Meta’s Latest Dataset to Train Speech Recognition Engines on ‘Groups’ of Speakers
In 2023, Siri still hasn’t managed to understand certain commands, despite the significant progress made in generative AI systems. The synthetic assistants on our smartphones are still as ineffective at hearing as they were in 2011. Fortunately, Meta AI has created a new dataset that could enhance the capabilities of automatic speech recognition (ASR) tools by grouping speech at the “utterance level.”
Meta has long sought to improve the performance of ASRs by teaching them to train without transcripts, recognize more than 4,000 spoken languages, and even read lips with higher skill than human experts. However, many of the datasets used to train ASR models are organized by demographic—age group, gender, nationality, English accent—which limits the variation in pronunciation with which the models are trained, ultimately preventing their performance from understanding a broad cross-section of users. .
To get around this, Meta AI has developed a data set that is instead based on an expression clustering method. “Instead of partitioning the dataset based on speaker demographics… our proposed algorithm clusters speech at the utterance level,” the Meta AI team explained in a Wednesday blog post. “One cluster contains similar utterances from a different group of speakers. We can then train our model using different clusters and use fairness datasets to measure how the model affects outcomes in different populations.”
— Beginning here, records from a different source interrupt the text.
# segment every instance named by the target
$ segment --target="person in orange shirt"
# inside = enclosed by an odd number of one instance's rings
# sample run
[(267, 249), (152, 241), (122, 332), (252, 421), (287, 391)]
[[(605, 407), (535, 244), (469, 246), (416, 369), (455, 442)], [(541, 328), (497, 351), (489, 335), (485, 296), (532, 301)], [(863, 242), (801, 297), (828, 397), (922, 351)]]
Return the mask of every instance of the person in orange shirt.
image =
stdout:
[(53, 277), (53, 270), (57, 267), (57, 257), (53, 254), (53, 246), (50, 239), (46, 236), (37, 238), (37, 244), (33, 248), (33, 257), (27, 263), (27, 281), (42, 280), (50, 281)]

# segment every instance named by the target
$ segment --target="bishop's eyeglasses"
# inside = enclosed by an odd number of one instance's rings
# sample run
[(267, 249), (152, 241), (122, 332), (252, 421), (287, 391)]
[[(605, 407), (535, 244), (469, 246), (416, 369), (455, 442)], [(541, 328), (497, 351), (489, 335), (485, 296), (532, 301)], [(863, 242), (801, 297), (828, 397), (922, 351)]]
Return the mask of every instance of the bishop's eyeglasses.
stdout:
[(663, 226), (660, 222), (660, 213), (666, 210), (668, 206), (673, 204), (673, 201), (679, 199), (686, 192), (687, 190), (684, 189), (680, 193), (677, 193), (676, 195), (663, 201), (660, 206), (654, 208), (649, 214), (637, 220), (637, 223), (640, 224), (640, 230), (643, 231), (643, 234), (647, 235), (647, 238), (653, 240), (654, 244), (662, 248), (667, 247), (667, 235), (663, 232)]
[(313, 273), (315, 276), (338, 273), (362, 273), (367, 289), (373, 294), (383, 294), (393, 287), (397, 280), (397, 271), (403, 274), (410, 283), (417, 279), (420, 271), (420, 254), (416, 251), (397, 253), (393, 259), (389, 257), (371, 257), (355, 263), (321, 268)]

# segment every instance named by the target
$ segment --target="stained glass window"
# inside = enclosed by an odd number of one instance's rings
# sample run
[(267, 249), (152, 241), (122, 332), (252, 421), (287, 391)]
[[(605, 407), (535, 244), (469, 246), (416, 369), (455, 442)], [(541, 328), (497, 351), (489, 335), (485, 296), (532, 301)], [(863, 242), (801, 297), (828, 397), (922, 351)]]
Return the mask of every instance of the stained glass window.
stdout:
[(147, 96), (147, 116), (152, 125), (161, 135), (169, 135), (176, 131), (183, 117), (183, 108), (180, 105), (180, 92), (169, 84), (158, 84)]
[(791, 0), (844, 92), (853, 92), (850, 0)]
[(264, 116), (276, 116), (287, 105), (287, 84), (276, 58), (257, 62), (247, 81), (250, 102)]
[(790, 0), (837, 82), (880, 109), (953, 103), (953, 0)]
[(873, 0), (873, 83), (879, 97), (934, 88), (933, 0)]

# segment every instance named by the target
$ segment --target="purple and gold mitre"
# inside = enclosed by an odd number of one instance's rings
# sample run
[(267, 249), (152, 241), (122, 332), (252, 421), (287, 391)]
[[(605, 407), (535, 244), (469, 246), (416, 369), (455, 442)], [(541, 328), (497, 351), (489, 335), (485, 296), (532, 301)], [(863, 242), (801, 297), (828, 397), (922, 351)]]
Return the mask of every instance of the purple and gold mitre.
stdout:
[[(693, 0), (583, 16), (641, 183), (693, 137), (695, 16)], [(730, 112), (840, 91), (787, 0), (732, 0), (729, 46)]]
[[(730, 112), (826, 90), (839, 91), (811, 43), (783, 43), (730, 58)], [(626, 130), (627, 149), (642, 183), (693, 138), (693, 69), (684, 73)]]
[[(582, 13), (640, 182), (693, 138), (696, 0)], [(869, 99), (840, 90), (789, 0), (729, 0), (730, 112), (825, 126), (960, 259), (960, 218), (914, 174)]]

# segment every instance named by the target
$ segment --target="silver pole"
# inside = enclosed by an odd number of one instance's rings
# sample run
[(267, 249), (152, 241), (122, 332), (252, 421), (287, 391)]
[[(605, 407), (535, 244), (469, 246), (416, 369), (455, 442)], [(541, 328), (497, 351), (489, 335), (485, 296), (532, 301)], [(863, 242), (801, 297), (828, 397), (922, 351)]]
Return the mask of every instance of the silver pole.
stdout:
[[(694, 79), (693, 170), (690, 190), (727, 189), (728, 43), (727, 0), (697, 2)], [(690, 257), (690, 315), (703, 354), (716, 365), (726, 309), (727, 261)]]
Meta’s resulting dataset contains just over 27,000 command phrases collected from 595 paid US volunteers. Their talks revolved around seven main themes—music, capture, utilities, notification management, messaging, calls, and dictation—which other researchers can then use to train their own models and digital assistants. Prompts included asking speakers how they would do a voice search for a song or make plans with friends and deciding on a meeting place.
To evaluate this new system, Meta first trained a model on publicly available English Facebook videos. The researchers then evaluated the model using two other datasets: Casual Conversations v1, published by Meta in 2021, and an “anonymized dataset collected from ASR’s data provider,” which contains 48,000 conversations from 867 individuals.
Initial results proved promising, with model performance improving “for all demographics across our evaluation datasets, although by far the biggest gains are for adding accents,” according to the blog. Overall, ASR performance improved by 10 percent with the clustering method, and big gains also came from the 66-85 demographic, a traditionally underrepresented demographic in the voice command space.
“The algorithm we propose is part of Meta’s long-term focus on responsible artificial intelligence and just one part of our holistic approach to solving fairness problems,” the researchers wrote. In the future, the team will study adapting the system to other languages.